Why agile makes going to work easier

JP
3 min readFeb 1, 2021

I think a lot about why we do the things we do, the journey we’re each on and how to ensure I’m working with good people on good products. Mainly because our identity is intrinsically linked to what we do, but also I want to have a valid reason for getting up in the morning!

A long long time ago I read Das Kapital by Marx. At the time Thatcherism was in full swing and a number of people were making lots and lots of money. Conversely a number of areas had been devastated, particularly in the North. I guess I was aware of the disparity and being a teenager found an ideology that I felt addressed that. I didn’t stick with Marxism, but it certainly opened up my mind to concepts, themes and thoughts that continue to resonate.

One of which probably influenced why I became a fan of agile. It moves a lot of the decision making and control toward the doers.

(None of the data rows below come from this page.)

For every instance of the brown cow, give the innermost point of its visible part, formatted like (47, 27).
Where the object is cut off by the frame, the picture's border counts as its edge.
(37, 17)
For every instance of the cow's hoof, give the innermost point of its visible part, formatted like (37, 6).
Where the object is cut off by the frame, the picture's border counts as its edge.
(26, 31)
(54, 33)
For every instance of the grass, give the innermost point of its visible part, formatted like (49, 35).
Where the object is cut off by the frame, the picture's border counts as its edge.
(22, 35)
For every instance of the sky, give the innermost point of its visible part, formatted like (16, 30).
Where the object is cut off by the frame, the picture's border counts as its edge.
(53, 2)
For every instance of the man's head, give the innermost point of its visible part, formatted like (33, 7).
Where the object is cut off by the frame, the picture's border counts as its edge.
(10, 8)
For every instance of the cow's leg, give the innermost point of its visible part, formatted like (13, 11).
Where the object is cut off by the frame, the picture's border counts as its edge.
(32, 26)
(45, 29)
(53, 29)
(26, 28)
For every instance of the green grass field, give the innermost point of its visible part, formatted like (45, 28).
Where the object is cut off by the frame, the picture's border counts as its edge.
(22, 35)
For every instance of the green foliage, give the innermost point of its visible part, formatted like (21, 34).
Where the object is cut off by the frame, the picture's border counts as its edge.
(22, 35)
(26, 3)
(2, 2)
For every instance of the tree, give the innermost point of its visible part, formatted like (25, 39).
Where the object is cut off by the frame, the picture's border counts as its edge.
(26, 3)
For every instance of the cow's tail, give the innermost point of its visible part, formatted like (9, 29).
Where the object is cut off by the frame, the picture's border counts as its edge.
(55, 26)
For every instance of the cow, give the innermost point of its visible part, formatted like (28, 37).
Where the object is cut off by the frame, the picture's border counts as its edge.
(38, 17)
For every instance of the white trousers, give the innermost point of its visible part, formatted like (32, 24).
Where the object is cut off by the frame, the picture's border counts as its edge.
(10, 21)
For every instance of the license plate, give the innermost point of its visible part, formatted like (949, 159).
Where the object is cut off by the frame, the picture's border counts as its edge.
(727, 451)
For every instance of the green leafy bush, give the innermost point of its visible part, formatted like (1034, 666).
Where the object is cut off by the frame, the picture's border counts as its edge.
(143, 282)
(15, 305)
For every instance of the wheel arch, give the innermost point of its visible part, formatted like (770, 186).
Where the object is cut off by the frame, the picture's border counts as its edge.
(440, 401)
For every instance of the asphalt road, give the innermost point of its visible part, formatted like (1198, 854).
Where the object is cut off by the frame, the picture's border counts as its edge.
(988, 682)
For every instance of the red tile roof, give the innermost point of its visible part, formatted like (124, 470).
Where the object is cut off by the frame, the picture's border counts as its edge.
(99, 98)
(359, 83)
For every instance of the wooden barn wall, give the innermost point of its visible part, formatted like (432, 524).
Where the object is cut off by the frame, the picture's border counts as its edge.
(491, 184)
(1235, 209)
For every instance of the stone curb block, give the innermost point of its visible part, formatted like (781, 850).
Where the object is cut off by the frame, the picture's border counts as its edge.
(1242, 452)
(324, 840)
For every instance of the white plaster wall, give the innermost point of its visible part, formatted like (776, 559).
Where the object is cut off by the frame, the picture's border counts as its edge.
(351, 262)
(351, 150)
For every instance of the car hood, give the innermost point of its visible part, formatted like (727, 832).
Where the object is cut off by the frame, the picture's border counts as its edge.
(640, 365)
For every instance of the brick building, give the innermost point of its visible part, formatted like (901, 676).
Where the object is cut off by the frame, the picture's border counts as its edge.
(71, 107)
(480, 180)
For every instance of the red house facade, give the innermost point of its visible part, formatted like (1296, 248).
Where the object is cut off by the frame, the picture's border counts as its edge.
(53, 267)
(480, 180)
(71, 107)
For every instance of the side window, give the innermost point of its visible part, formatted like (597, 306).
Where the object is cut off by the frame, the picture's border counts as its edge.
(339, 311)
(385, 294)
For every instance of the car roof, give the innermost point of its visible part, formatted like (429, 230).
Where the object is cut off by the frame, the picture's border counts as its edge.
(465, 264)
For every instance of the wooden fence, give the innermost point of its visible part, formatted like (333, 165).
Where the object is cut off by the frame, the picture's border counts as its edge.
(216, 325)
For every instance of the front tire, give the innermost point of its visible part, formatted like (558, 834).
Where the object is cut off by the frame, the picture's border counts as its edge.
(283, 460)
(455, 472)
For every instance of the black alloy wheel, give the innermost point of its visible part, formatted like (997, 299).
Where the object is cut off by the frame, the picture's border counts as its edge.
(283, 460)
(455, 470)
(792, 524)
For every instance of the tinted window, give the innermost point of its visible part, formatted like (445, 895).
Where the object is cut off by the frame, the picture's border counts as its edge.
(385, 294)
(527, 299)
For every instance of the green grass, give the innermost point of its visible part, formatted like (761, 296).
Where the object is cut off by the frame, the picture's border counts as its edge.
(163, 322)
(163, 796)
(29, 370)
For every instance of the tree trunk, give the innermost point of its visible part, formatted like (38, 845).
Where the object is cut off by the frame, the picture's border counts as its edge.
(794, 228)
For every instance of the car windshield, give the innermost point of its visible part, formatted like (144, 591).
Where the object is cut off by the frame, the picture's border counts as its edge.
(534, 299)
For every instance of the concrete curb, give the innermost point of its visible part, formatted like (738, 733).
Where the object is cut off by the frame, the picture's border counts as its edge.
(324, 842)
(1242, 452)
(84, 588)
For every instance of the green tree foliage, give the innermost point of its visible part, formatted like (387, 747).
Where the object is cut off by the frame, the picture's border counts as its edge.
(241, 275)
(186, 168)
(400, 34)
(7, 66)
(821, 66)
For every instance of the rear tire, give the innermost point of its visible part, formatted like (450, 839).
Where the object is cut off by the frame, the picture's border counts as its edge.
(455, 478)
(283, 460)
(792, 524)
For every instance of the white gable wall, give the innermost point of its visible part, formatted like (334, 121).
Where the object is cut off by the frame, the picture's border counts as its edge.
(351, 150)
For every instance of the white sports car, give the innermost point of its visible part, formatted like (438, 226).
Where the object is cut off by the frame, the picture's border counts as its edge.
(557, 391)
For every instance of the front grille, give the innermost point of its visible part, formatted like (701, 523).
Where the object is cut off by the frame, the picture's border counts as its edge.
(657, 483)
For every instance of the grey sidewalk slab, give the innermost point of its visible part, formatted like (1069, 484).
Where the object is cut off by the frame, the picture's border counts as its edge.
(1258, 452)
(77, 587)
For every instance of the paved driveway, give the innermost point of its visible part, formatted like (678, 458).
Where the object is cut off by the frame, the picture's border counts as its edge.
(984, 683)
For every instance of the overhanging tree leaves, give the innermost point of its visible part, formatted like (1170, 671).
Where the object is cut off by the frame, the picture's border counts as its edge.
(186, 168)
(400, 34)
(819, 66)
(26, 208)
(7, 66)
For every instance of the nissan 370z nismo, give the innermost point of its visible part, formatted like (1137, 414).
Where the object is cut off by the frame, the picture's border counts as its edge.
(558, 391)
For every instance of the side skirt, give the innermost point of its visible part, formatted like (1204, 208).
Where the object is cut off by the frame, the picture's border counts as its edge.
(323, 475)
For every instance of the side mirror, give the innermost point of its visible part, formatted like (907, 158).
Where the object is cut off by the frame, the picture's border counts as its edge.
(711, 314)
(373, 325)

Yeah you need a product vision, and someone has to sign off a budget, neither of which are easy…… but the old ways of diktat and uninformed deadlines are recipes for failure, and agile addresses the reasons why. There are extremes like developer anarchy, (which incidentally I am a BIG FAN OF… watch the video I’ve linked to)

So IMO agile can be an accessible vehicle for delivering value to an organisation. However that value is not just about money. As a way of building software it’s great, but it can provide something more.

This is where it becomes a little deep. Many of us can relate to the Myth of Sisyphus by Albert Camus. A popular quote from him regarding his time playing football is really interesting:

“After many years during which I saw many things, what I know most surely about morality and the duty of man I owe to sport and learned it in the RUA*.”

*RUA = Racing Universitaire Algerios
(
multi sports club formed in 1927 in Algiers)

I know there are lots of interpretations as to the context of this quote, or what he was trying to convey. The consensus is that in sport there is an objective, and it’s usually a team of individuals with a variety of skills working towards that objective.

On the pitch there maybe a designated captain, but that is a formality. In reality leaders emerge in successful teams as and when they are needed. People contribute more in areas where they are strongest, and the team structure supports that. Like sports teams, you can still have superstars, but they need the rest of the team. That’s not just on the field of play, but even sports where it’s an individual. Tennis maybe…. Andy Murray is the guy on court, but there is a team supporting him, physio, coach, pr person etc etc. Each will lead in the area that they are an expert in, but together they unite to get Murray into the right condition, mentally and physically with the right tactics so that he can then apply his talents.

For me, that’s what an agile team can do. It provides the best way (that we currently know) for a bunch of experts to work together to meet a goal. This is particularly true in high performing teams, where leaders emerge and participants collaborate in a culture of mutual respect.

I also like the straight talking it supports, whereby you can call people out for not contributing or if they disrupt team harmony……but that’s another story.